The Rights of the Natural Family
In the United States, before any child can be adopted, the petitioners for adoption (usually, the adoptive parents) must prove that adoption is in the best interests of the child. The child’s own attorney, or guardian ad litem, must agree, for all adoption in the U.S. must legally serve the child’s best interests. Many people do not know that, under the law, the biological parents have substantial rights to assert, if only someone would support them in doing so. Many people also do not know that the laws in the United States support being raised by one’s biological parents as foundational to the child’s best interests–so foundational, in fact, that the right to raise one’s biological child, and the right to be raised by one’s biological parents, is a constitutionally protected right.

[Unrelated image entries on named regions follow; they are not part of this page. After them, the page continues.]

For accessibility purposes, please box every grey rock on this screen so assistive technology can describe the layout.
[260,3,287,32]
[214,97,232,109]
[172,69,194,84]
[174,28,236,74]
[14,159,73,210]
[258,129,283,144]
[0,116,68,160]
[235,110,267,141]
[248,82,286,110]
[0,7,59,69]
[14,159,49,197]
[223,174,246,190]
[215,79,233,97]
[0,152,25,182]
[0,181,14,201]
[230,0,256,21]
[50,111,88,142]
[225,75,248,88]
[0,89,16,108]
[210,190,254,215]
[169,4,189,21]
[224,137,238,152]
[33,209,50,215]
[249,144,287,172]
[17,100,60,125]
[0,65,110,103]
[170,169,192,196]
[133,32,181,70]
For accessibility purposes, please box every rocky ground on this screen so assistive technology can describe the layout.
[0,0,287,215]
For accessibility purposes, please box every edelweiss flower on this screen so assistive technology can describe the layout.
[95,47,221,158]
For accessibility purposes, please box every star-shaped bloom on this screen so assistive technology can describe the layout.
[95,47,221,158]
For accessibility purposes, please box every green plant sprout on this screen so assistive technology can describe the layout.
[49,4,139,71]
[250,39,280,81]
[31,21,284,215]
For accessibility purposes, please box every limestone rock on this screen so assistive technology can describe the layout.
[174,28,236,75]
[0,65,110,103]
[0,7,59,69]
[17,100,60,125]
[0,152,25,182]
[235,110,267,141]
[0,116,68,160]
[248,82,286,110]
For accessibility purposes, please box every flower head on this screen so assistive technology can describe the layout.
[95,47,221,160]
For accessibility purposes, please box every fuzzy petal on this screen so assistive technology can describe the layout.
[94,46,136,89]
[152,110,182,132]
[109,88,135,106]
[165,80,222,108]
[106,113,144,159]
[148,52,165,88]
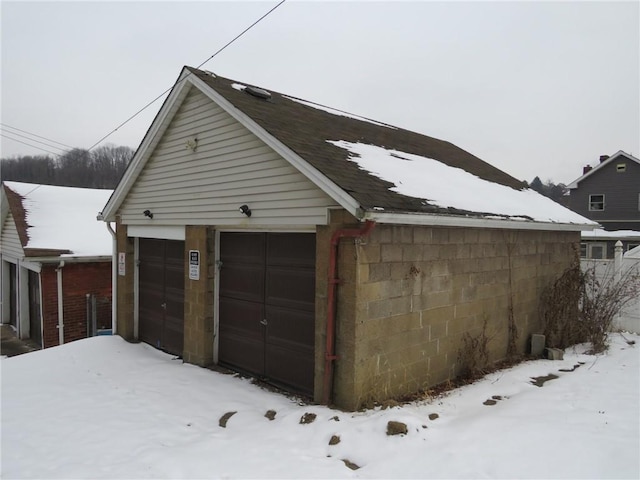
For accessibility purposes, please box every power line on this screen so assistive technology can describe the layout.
[0,132,61,157]
[0,126,66,151]
[88,0,286,151]
[0,123,75,148]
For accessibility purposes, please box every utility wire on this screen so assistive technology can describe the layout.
[0,123,75,148]
[0,130,67,151]
[0,132,60,157]
[88,0,286,151]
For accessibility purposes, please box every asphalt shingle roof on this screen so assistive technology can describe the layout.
[186,67,524,214]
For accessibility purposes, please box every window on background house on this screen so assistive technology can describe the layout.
[589,195,604,212]
[580,243,587,258]
[587,243,607,260]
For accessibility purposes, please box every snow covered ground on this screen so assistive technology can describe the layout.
[0,334,640,479]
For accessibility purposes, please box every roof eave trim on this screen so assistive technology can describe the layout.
[187,75,361,217]
[98,68,194,222]
[24,254,113,263]
[363,212,599,231]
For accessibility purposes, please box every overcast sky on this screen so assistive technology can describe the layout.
[0,0,640,183]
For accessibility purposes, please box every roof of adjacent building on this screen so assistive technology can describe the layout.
[105,67,597,230]
[567,150,640,190]
[0,182,113,258]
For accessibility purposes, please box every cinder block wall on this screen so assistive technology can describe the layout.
[183,226,215,366]
[334,225,580,409]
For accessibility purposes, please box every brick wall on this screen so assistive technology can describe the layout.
[41,262,111,348]
[316,212,580,409]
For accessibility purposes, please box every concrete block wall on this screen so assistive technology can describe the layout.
[348,225,580,409]
[183,226,215,366]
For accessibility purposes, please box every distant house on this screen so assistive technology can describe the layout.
[0,182,113,348]
[563,151,640,259]
[565,151,640,231]
[103,67,596,409]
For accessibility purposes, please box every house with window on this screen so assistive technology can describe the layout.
[0,182,113,348]
[564,151,640,259]
[101,67,597,410]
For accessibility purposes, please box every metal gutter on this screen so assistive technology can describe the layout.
[322,220,376,405]
[363,211,600,232]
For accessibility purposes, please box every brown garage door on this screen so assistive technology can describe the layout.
[218,233,316,395]
[138,238,184,357]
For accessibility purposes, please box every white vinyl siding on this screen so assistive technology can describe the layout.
[119,88,337,226]
[0,212,24,259]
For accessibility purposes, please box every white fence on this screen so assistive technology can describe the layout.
[581,242,640,334]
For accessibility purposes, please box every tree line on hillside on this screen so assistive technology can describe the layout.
[528,177,569,203]
[0,145,134,189]
[0,145,567,203]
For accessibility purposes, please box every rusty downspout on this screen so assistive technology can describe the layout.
[322,220,375,405]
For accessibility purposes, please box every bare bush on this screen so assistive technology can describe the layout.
[540,263,587,349]
[580,263,640,353]
[540,262,640,353]
[458,317,492,380]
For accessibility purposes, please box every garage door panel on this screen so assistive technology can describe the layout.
[266,345,314,395]
[162,317,184,356]
[266,306,315,351]
[138,238,185,356]
[218,233,315,394]
[266,267,316,311]
[267,233,316,269]
[220,232,265,265]
[218,334,264,375]
[220,298,264,341]
[220,260,264,302]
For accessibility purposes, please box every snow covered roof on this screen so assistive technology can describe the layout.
[3,182,113,258]
[567,150,640,190]
[104,67,597,231]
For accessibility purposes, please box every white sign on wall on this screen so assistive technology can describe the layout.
[189,250,200,280]
[118,252,127,277]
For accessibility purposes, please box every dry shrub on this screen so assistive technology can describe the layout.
[458,317,491,380]
[580,262,640,353]
[540,262,640,353]
[540,264,586,349]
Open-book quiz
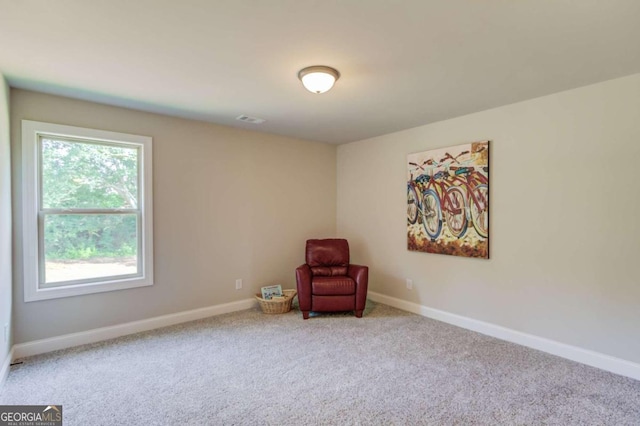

It is a right, that is, until a mother voluntarily gives up physical or legal custody of her baby. The act of surrender is, in point of legal fact, a terrible surrender for it abrogates the right of the child to be raised by his own parents, too. Those interested in the legal side of child welfare should compare guardianship and custody laws with adoption laws for an education in just how badly awry our adoption laws have gone, thanks to tweaking by adoptive parents, adoption attorneys, and legislators.
Because the right to raise the children one has given birth to is a constitutionally protected right, during guardianship or custody proceedings, it is presumed that the best interests of minor children is served by placement with the natural parent in the absence of clear and convincing proof showing that the natural parent is unfit. A large body of case law makes it clear that it is legally presumed that the best interests of the child is to be with his parents, unless being with the parents is contrary to the child’s welfare.
Furthermore, in the United States, any unfitness which might deprive a parent of the right to custody of his minor child must be positive and not comparative, and the mere fact that a child might be better cared for by a third person is not enough to deprive the parent of his or her right to custody of the child. So, for example, the fact that a child might be better cared for by another person is not sufficient reason for depriving a parent of custody of his or her child. At least, this is the case in guardianship proceedings.
In Alford v. Thomas, 316 P.2d 188 (Okla. 1955), the Oklahoma Supreme Court explained the natural and legal rights of biological parents thus:
“Parents have by nature, as well as law, the legal right to the custody of their minor children. This right will always control the judgment of the courts, unless circumstances of great weight and importance connected with the necessary welfare of the child exist to overcome such right.”